I’m grateful for this podcast and as usual it was informative and helpful for regular practise. However, I felt it was unbalanced. One guest could only think of 1 patient who was treated well. This episode to be honest was a disservice to the many, many interactions that ER nurses and doctors undertake with compassion, expertise and frankly, mercy. The guests were pretty negative overall of ER doctors and nurses as we try to help people to the best of our ability, often with lacking resources. This is one of the challenges of guests with a focused interest but without a balanced view of the volume and diversity of clinical problems we face. Also, there was little or no recognition of the behavioural challenges that ER nurses and doctors face, and that we try to put it aside and give people time and what resources we have. What was missing is the good work we do.
Thank you for this thoughtful comment. I agree it’s important to recognize the enormous amount of compassionate, skilled, and often difficult care that ED nurses and physicians provide every day for patients with substance use disorder, usually in very challenging circumstances with limited resources and significant behavioural and safety pressures.
I also think it’s important to clarify that the guests were largely discussing findings from patient and physician perspectives in the research literature and implementation work — findings showing that many patients with substance use disorder still experience stigma and barriers to care in healthcare systems. Those findings are fairly consistent across studies and difficult to dismiss outright.

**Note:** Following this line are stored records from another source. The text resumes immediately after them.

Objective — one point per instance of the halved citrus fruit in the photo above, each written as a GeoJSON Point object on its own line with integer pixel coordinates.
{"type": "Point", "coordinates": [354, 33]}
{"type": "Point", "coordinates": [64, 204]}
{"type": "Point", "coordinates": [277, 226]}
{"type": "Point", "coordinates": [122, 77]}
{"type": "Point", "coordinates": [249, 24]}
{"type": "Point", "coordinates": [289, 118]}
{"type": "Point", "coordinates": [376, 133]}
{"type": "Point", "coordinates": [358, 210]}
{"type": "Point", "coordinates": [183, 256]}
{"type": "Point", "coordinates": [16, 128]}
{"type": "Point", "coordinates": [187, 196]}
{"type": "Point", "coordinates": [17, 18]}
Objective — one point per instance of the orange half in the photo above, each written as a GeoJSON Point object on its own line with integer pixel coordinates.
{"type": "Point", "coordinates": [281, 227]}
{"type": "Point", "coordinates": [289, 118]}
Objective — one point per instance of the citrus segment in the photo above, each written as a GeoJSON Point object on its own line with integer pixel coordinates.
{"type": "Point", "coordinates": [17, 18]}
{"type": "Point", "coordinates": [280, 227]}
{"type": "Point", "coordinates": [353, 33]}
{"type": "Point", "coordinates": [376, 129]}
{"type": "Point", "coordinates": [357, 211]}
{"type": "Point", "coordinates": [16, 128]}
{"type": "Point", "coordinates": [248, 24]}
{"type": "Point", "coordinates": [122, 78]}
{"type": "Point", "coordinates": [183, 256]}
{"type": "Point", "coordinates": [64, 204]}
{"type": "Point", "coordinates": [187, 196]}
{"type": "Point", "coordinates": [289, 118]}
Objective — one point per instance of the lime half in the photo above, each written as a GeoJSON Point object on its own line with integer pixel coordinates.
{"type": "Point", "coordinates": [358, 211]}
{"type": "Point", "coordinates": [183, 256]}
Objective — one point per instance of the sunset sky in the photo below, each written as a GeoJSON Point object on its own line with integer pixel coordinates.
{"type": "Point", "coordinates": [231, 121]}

I don’t think the episode was intended as criticism of emergency clinicians as uncaring people. Rather, it was an exploration of how systems, language, workflows, and culture can unintentionally affect care, even among well-intentioned clinicians working incredibly hard under pressure.
Both things can be true at once: emergency clinicians are doing excellent compassionate work, and there is still room for improvement in how healthcare systems care for patients with substance use disorder.
I appreciate you raising the point because balanced discussion is important.